Deploying 1 PD means no election is needed. It makes sense not to trigger an election; one villager is the village chief. :smirk:

| username: ddhe9527 | Original post link

The Majority (Quorum) of an etcd cluster is calculated as N/2 + 1, where N is the total number of nodes in the etcd cluster. Quorum indicates the minimum number of nodes that must be running normally for etcd to provide services. If the total number of nodes is less than 3, majority election is not considered. It can also be understood that the majority of 1 is 1, the majority of 2 is 2, and the majority of 3 is also 2…

Nodes (Instances) Quorum
1 1
2 2
3 2
4 3
5 3
6 4
7 4
| username: 啦啦啦啦啦 | Original post link

It’s not surprising, it’s normal. The election of the PD leader follows the Raft mechanism. In the absence of downtime, there will be 1 or 2 leaders, but if one goes down, it cannot elect a leader based on the majority. When deploying 2 PDs, if you use tiup scale-in to scale down 1 PD, it becomes 1 PD, which then falls into one of the first two scenarios again.

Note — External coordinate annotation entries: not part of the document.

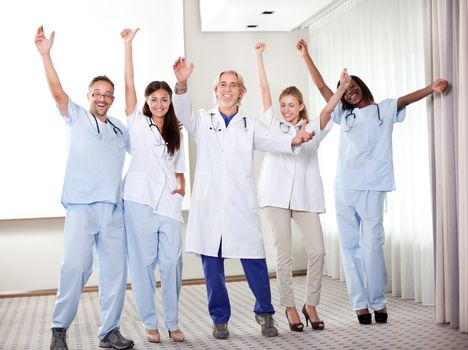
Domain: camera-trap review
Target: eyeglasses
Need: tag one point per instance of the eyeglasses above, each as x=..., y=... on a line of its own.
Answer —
x=98, y=94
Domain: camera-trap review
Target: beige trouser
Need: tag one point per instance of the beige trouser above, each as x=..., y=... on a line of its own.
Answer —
x=309, y=225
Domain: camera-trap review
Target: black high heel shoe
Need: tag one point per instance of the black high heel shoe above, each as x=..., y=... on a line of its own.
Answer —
x=364, y=318
x=295, y=327
x=316, y=325
x=381, y=316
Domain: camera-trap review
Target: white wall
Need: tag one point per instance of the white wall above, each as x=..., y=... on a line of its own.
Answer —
x=31, y=250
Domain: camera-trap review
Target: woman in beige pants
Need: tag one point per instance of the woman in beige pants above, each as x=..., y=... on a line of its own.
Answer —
x=290, y=188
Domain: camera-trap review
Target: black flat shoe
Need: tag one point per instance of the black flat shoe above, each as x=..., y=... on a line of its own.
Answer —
x=364, y=318
x=381, y=316
x=316, y=325
x=295, y=327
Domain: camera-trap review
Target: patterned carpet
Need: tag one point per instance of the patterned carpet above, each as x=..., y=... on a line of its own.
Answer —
x=25, y=322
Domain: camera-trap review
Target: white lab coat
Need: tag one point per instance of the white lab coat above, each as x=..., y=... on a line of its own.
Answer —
x=224, y=202
x=293, y=181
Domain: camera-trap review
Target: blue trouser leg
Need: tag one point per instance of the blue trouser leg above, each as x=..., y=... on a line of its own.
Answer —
x=170, y=268
x=77, y=265
x=142, y=257
x=360, y=227
x=100, y=225
x=372, y=241
x=218, y=298
x=154, y=240
x=256, y=272
x=111, y=267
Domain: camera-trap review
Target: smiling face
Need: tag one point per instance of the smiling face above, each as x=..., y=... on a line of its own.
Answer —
x=357, y=94
x=353, y=94
x=228, y=91
x=159, y=102
x=100, y=97
x=290, y=108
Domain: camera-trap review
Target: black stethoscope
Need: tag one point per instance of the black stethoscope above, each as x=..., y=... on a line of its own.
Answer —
x=114, y=127
x=286, y=127
x=159, y=141
x=217, y=128
x=351, y=124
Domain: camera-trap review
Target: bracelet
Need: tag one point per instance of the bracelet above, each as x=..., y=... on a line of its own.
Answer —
x=181, y=88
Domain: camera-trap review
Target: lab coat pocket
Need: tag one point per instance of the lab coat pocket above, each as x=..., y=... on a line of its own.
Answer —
x=177, y=199
x=201, y=186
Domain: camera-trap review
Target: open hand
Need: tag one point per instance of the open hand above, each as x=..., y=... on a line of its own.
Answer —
x=42, y=43
x=128, y=34
x=302, y=136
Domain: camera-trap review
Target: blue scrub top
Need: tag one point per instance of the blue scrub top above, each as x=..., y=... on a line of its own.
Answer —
x=95, y=160
x=365, y=160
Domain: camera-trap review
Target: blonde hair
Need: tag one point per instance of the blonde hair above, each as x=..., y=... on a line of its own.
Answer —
x=295, y=92
x=240, y=82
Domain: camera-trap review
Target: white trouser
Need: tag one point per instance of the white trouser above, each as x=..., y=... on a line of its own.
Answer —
x=87, y=226
x=152, y=240
x=359, y=216
x=309, y=225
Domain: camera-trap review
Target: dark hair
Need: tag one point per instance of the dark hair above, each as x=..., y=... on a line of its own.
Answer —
x=366, y=94
x=170, y=131
x=99, y=78
x=294, y=91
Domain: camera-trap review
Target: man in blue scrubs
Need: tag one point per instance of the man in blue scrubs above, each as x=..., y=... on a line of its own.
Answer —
x=92, y=197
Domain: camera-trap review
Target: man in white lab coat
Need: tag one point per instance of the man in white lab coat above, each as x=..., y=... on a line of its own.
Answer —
x=223, y=221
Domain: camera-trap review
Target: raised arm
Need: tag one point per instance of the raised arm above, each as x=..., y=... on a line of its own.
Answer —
x=44, y=45
x=326, y=112
x=264, y=87
x=130, y=93
x=326, y=92
x=182, y=72
x=438, y=86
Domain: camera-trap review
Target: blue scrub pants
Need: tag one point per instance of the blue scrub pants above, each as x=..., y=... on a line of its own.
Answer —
x=92, y=229
x=359, y=216
x=152, y=240
x=256, y=272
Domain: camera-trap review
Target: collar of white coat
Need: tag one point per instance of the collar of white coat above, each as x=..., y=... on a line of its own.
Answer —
x=215, y=116
x=297, y=126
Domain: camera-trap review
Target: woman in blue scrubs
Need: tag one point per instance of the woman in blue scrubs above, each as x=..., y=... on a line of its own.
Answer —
x=364, y=176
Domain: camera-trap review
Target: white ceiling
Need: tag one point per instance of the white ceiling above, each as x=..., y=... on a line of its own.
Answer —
x=237, y=15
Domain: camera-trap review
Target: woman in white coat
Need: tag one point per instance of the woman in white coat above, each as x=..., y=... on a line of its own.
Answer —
x=297, y=195
x=153, y=190
x=364, y=175
x=223, y=221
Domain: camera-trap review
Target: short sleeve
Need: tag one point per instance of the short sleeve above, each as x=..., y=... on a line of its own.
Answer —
x=75, y=112
x=337, y=114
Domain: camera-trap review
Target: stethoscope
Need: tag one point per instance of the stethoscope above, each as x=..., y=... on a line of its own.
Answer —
x=159, y=141
x=351, y=124
x=286, y=128
x=217, y=128
x=114, y=127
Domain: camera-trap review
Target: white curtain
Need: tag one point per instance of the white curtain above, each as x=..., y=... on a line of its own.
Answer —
x=382, y=42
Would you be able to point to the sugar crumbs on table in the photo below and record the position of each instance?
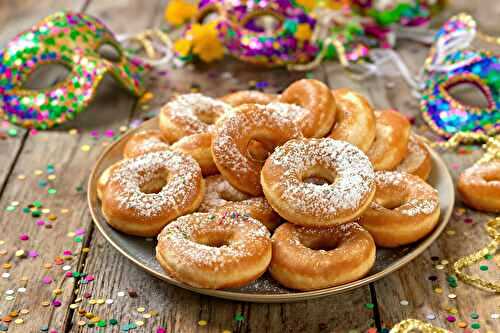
(132, 293)
(369, 306)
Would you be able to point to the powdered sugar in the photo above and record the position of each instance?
(418, 197)
(242, 235)
(182, 184)
(191, 111)
(354, 176)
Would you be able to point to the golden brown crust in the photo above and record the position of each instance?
(348, 170)
(221, 195)
(222, 250)
(198, 146)
(315, 96)
(479, 186)
(145, 193)
(418, 159)
(248, 97)
(355, 119)
(391, 140)
(143, 142)
(233, 135)
(404, 210)
(309, 258)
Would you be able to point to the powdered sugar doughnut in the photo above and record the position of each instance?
(145, 193)
(316, 258)
(391, 140)
(190, 114)
(248, 97)
(233, 135)
(346, 167)
(143, 142)
(198, 146)
(214, 251)
(417, 160)
(221, 195)
(479, 186)
(404, 210)
(317, 99)
(355, 119)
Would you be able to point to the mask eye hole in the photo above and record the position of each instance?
(46, 76)
(109, 52)
(263, 22)
(470, 94)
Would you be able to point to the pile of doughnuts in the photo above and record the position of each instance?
(304, 185)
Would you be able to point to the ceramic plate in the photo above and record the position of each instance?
(141, 251)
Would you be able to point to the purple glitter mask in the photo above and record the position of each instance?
(72, 40)
(240, 27)
(452, 62)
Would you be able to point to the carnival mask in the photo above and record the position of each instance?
(285, 39)
(452, 62)
(72, 40)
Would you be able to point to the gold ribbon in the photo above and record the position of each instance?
(410, 325)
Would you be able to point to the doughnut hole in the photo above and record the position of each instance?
(208, 115)
(259, 151)
(154, 184)
(214, 238)
(319, 242)
(319, 175)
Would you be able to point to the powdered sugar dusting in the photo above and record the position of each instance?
(246, 121)
(419, 199)
(182, 182)
(243, 235)
(354, 178)
(191, 109)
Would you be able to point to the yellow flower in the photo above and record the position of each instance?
(303, 32)
(307, 4)
(183, 46)
(179, 11)
(206, 44)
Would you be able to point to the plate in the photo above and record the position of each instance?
(141, 251)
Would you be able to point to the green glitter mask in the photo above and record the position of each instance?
(73, 40)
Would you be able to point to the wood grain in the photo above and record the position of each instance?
(412, 283)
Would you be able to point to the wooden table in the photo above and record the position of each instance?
(26, 161)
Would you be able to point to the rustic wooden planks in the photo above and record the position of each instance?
(412, 284)
(179, 310)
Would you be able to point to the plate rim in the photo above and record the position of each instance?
(255, 297)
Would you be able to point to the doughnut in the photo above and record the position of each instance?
(198, 146)
(248, 97)
(316, 258)
(144, 142)
(391, 140)
(479, 186)
(348, 192)
(354, 120)
(318, 100)
(220, 195)
(103, 179)
(190, 114)
(417, 160)
(223, 250)
(404, 210)
(233, 135)
(145, 193)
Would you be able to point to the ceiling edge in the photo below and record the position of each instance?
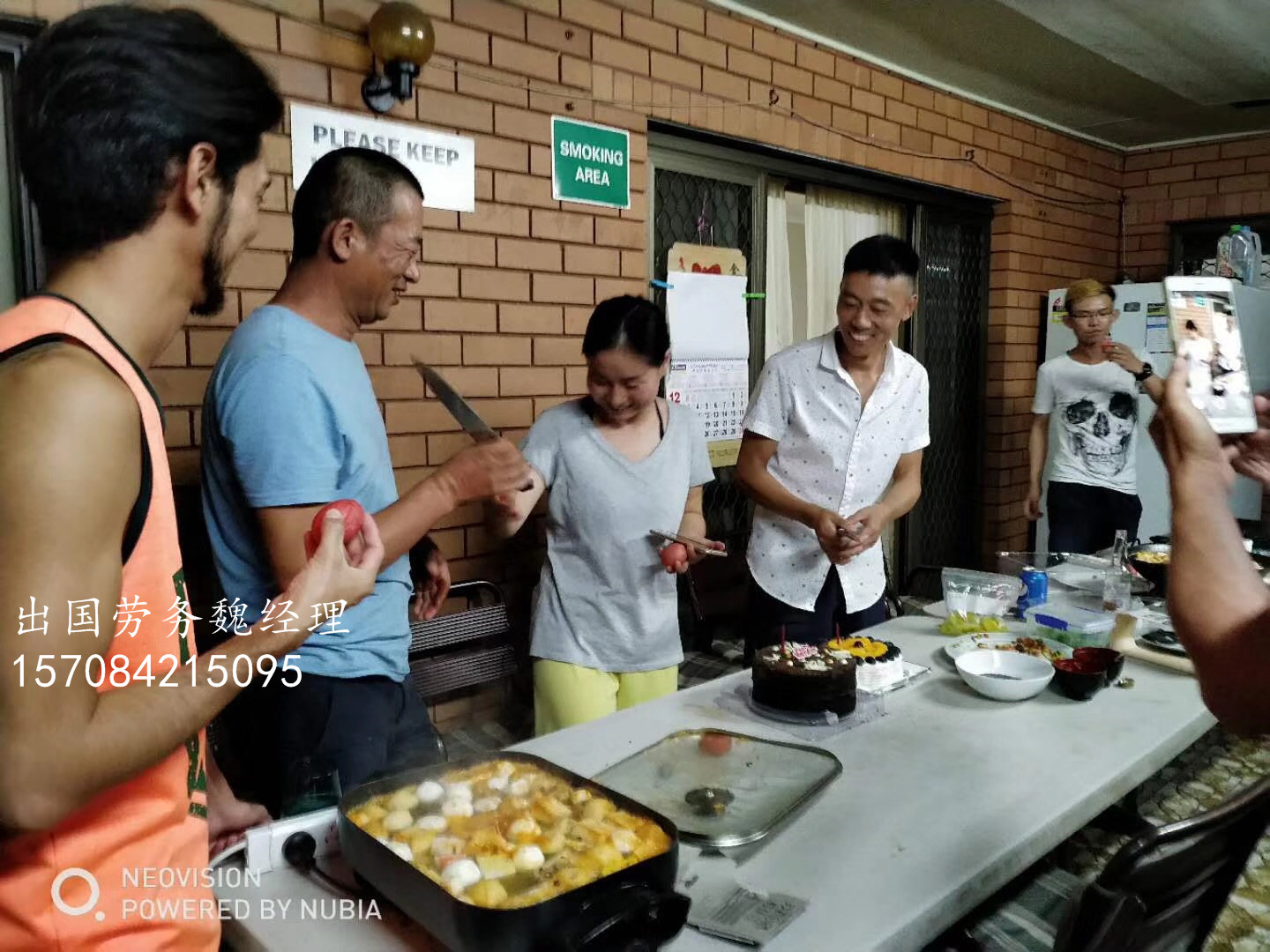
(785, 26)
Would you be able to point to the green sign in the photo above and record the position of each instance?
(589, 163)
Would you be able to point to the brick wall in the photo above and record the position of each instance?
(1214, 181)
(507, 291)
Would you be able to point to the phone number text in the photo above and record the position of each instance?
(116, 672)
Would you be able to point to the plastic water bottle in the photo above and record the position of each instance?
(1246, 256)
(1223, 253)
(1117, 580)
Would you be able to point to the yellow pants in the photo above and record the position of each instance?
(565, 695)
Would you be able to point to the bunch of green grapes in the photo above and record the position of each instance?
(966, 623)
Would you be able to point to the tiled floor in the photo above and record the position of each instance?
(1206, 775)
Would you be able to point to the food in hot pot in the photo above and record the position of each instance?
(505, 836)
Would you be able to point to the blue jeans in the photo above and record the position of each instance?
(768, 614)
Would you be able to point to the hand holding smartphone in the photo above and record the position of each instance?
(1206, 331)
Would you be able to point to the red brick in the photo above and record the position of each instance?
(563, 290)
(586, 259)
(530, 381)
(1217, 169)
(850, 121)
(309, 42)
(1244, 183)
(885, 84)
(496, 285)
(703, 49)
(1172, 173)
(528, 256)
(900, 112)
(793, 78)
(594, 14)
(557, 352)
(620, 55)
(932, 122)
(522, 123)
(460, 315)
(869, 103)
(641, 29)
(816, 60)
(681, 14)
(497, 351)
(455, 111)
(557, 34)
(296, 78)
(680, 72)
(435, 348)
(832, 90)
(620, 234)
(773, 45)
(492, 16)
(526, 60)
(883, 130)
(562, 227)
(915, 140)
(721, 26)
(512, 188)
(460, 42)
(450, 248)
(747, 63)
(493, 86)
(719, 83)
(530, 319)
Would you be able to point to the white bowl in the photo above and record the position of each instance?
(1019, 677)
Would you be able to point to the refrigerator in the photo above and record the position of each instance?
(1143, 325)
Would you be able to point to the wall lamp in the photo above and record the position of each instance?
(401, 40)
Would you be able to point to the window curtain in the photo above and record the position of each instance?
(779, 303)
(833, 222)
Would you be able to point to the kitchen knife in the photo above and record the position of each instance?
(459, 407)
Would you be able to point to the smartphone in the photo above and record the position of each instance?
(1204, 325)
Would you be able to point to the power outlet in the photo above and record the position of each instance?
(265, 843)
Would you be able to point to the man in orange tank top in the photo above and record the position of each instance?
(138, 135)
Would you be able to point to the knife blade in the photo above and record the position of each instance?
(459, 407)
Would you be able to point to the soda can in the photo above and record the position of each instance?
(1035, 588)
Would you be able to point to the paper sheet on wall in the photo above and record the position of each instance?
(1159, 339)
(706, 314)
(718, 391)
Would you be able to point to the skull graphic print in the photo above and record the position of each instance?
(1100, 428)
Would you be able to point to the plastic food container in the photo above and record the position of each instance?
(1074, 626)
(968, 591)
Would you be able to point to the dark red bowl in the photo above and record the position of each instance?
(1079, 681)
(1106, 659)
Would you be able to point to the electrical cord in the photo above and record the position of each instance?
(300, 851)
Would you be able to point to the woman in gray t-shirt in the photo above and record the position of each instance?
(619, 464)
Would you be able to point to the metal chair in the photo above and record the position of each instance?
(465, 649)
(1165, 889)
(1162, 890)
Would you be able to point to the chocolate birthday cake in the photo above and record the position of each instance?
(804, 678)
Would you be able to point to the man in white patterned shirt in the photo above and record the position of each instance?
(832, 455)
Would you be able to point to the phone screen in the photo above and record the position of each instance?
(1206, 331)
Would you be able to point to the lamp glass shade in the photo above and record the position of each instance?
(401, 33)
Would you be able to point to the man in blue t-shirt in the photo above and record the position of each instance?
(291, 423)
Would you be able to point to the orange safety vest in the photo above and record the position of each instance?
(143, 843)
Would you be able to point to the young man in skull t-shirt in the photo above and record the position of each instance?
(1093, 394)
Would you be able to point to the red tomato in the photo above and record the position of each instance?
(675, 554)
(354, 518)
(715, 744)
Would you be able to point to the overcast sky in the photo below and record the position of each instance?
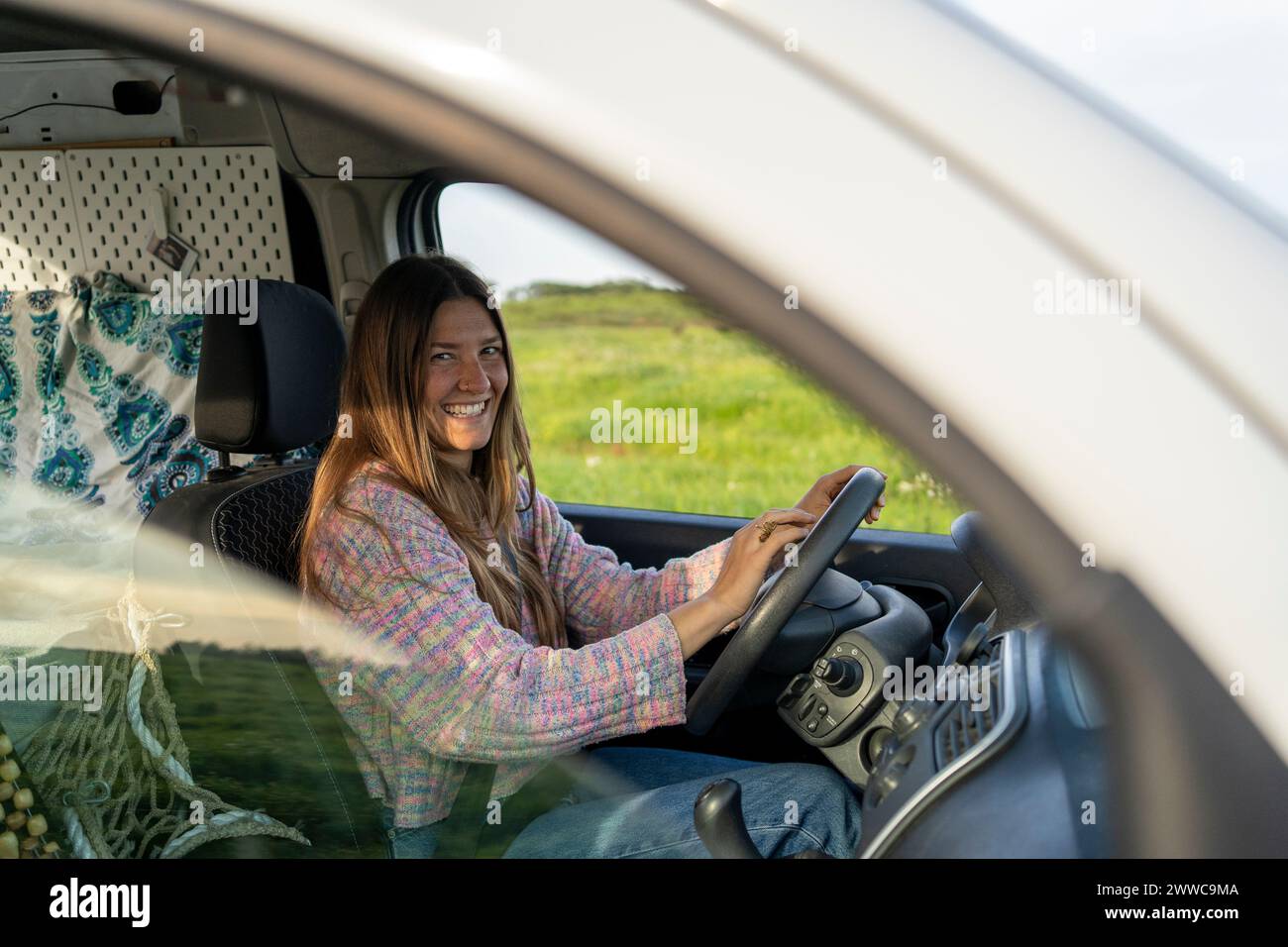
(1211, 76)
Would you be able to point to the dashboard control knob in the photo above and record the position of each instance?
(842, 676)
(911, 715)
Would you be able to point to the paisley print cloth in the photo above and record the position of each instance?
(97, 392)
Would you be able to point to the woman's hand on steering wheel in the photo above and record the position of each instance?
(754, 548)
(827, 486)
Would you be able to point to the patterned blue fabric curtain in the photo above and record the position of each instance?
(97, 392)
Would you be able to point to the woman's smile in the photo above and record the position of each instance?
(468, 411)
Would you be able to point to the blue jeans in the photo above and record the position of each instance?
(638, 802)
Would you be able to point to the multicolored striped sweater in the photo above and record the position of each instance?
(462, 686)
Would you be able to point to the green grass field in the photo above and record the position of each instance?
(764, 432)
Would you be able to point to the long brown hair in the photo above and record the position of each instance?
(382, 395)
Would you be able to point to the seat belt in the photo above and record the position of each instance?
(459, 838)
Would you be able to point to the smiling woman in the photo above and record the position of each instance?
(501, 672)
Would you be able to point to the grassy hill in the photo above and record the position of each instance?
(764, 434)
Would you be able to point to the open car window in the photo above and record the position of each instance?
(639, 394)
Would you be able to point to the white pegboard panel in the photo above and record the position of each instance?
(39, 243)
(226, 202)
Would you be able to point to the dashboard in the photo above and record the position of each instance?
(993, 749)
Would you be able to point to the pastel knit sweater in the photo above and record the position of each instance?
(463, 688)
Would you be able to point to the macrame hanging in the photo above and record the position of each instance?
(121, 775)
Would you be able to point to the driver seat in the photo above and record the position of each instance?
(259, 727)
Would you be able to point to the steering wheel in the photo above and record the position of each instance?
(780, 598)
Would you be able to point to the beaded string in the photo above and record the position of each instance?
(17, 805)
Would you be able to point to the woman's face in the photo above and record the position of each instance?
(467, 376)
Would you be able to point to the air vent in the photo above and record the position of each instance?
(967, 723)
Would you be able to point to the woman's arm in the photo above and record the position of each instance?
(603, 595)
(468, 688)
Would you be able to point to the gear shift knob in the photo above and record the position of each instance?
(717, 817)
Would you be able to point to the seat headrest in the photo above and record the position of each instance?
(269, 372)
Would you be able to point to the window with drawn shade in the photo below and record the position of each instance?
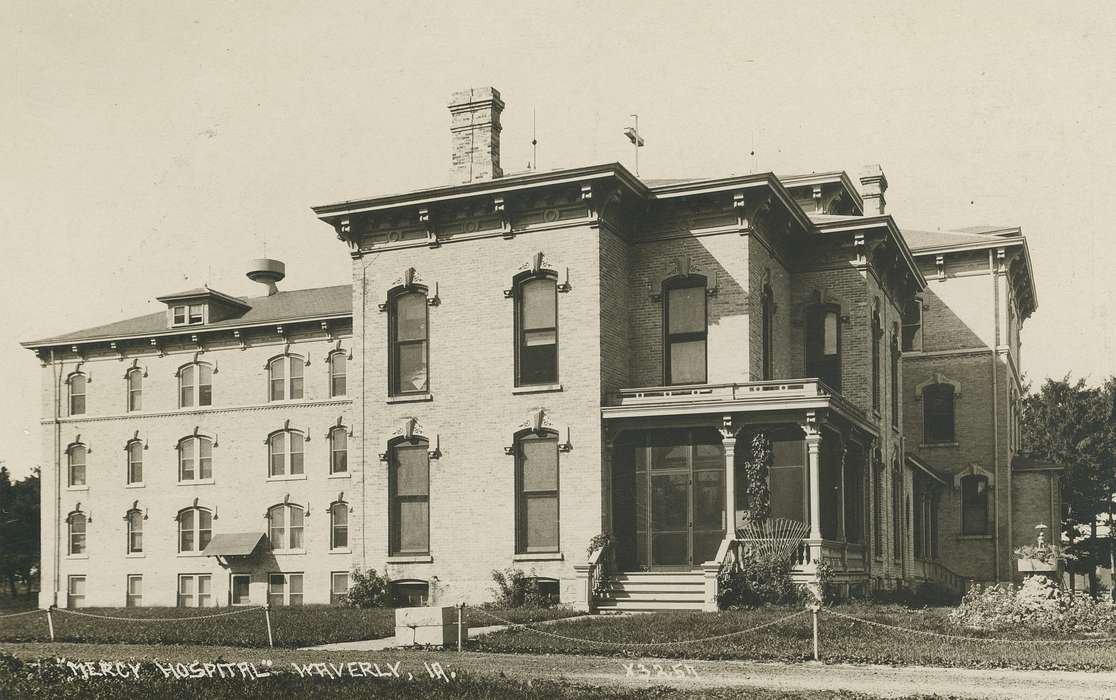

| username: Raymond | Original post link

I always thought that for this kind of Raft component, at least 2 should be deployed.

| username: Raymond | Original post link

  1. Deploying 1 PD, this PD will be the leader.
  2. Deploying 2 PDs, one of them can be elected as the leader.
  3. However, when there are 2 PDs and one of them goes down, a leader cannot be elected, and the PD component will become unusable.
    Is this understanding correct?
| username: Raymond | Original post link

Thank you for your reply, much appreciated.

| username: cs58_dba | Original post link

A triangle is the most stable; it definitely needs an odd number to elect a Leader, otherwise, there will be no clear leader.

| username: system | Original post link

This topic will be automatically closed 60 days after the last reply. No new replies are allowed.